Être adulte est-il souhaitable ?

par Renée Archambault

Au tout début, nos yeux voient le monde pour la première fois. Chaque nouvelle expérience nous remet au monde avec énormément d’excitation. Chaque expérience nous modèle, telle une vie qui s’imprime peu à peu. Nous sommes neufs et tout nous revient, rien n’existait avant nous, tout est facile.

Pourquoi faut-il s’éloigner de cette vague qui nous donne vie, même si ce n’est plus exactement comme pour la première fois ? Pourquoi faut-il que l’on nous fasse croire que les jeunes sont ceux pour qui ça compte vraiment ? On propose trop souvent aux adultes de s’oublier, comme si la vie se terminait à 30 ans, comme s’il n’y avait pas assez d’amour sur terre pour tous ses habitants, comme si le lot des adultes était de vivre dans l’ombre de leurs enfants, de leurs obligations ou de leurs années de jeunesse. Finalement, il n’y a que les enfants et les jeunes pour qui la vie est importante.

Et si les adultes avaient besoin de garder un lien avec leur jeunesse ? Les adultes ne sont jamais tout à fait adultes. Les enfants ne sont jamais tout à fait enfants… La maturité sommeille en eux, tout près, la maturité s’éveille et se rendort. L’adulte abrite un enfant souvent mort-né, un enfant qui n’est plus admis, un enfant qui, s’il était reconnu, lui apporterait jeunesse. Pourquoi faut-il être soit enfant, soit adulte ? Y a-t-il quelque chose de tout à fait pur dans la nature ?

Qu’arrive-t-il lorsque l’on perd le contact avec sa jeunesse, avec ses rêves, avec sa vitalité, avec soi ? Qu’est-ce qui nous pousse à nous lever le matin ? Qu’est-ce qui distingue une personne d’une autre, à part ses rêves, sa personnalité et son physique ?

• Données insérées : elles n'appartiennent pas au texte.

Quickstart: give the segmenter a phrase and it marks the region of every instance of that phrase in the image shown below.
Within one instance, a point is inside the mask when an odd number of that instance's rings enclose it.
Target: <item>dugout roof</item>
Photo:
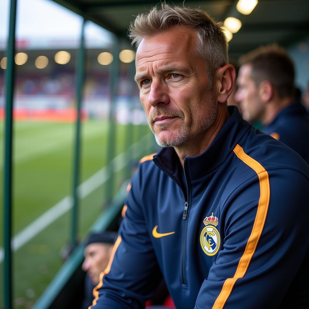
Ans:
[[[54,1],[123,38],[134,16],[158,3],[152,0]],[[186,6],[208,12],[218,21],[224,21],[230,16],[241,20],[242,27],[230,42],[232,59],[261,45],[276,42],[286,47],[309,35],[308,0],[259,0],[248,15],[237,11],[237,0],[203,0],[184,2]],[[174,1],[172,3],[181,6],[183,2]]]

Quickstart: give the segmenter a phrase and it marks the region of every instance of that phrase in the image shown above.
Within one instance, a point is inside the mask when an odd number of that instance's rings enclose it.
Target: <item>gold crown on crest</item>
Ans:
[[[205,225],[210,224],[213,224],[215,226],[216,226],[219,224],[218,218],[216,217],[214,217],[213,215],[214,213],[212,213],[210,217],[206,217],[204,219],[203,222]]]

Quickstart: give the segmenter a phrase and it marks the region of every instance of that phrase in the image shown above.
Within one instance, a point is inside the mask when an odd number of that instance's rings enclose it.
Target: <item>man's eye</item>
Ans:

L’adulte se perd trop souvent dans la nuit des temps, dans un espace où plus rien n’est connu, plus aucune référence ; une descente où même la forme de son corps est indistincte, où il se perd de plus en plus, où il s’éloigne de lui et de son but. Impressions angoissantes que l’inconnu, l’errance, l’impuissance, la non-reconnaissance. Combien de temps peut-il vivre dans ce puits sans fonds, dans cette noirceur d’où il ne voit plus son image ?

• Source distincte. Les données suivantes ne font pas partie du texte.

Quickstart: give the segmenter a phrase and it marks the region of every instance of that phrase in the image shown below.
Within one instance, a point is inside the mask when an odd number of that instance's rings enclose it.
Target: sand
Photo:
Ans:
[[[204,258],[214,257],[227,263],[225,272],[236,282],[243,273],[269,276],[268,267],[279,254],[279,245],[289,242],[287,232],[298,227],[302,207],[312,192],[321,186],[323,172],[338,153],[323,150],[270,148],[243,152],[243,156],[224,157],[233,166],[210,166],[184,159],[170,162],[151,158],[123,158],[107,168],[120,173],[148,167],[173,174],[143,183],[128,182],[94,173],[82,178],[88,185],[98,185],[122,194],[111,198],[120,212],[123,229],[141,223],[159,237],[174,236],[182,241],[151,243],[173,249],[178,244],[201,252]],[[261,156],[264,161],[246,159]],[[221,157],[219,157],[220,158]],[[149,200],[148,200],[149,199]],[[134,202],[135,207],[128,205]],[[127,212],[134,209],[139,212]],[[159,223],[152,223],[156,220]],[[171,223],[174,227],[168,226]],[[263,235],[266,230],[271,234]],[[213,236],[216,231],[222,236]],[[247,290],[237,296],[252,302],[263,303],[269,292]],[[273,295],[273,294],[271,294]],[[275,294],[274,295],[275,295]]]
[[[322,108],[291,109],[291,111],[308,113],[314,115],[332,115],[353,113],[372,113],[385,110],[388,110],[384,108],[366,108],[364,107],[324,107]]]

Inconscient de soi ? Entend-il son cœur battre ? Voit-il l’éclat de sa peau ? Perçoit-il une inspiration à certains moments de sa vie ? Reçoit-il parfois des confirmations de son chemin ?

Aucun ne mérite de se perdre, si ce n’est pour se retrouver doublement. Aucun ne mérite de souffrir, si ce n’est pour quintupler sa force.

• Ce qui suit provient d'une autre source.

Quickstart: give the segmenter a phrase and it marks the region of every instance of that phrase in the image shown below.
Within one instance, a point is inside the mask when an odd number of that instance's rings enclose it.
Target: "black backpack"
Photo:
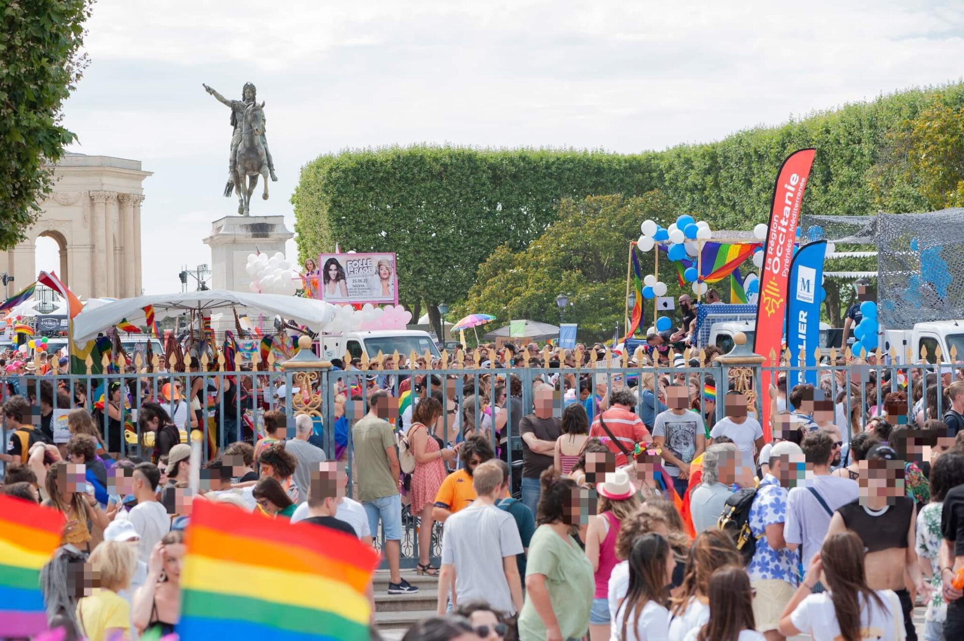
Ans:
[[[757,488],[746,487],[733,493],[726,500],[723,513],[716,526],[733,537],[736,550],[743,557],[743,565],[749,565],[757,551],[757,538],[750,530],[750,507],[757,496]]]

Plus j’avance et plus mon moi grandit et plus mes besoins se font pressants. Je ne voudrais pas ne plus avoir besoin des autres, mais en avoir le besoin d’une façon différente.

Que chacun puisse s’arrêter, se chercher, jusqu’à ce qu’il se trouve. Qu’il se trouve, qu’il se goûte et qu’il ne se perde plus jamais, sauf pour un bref instant.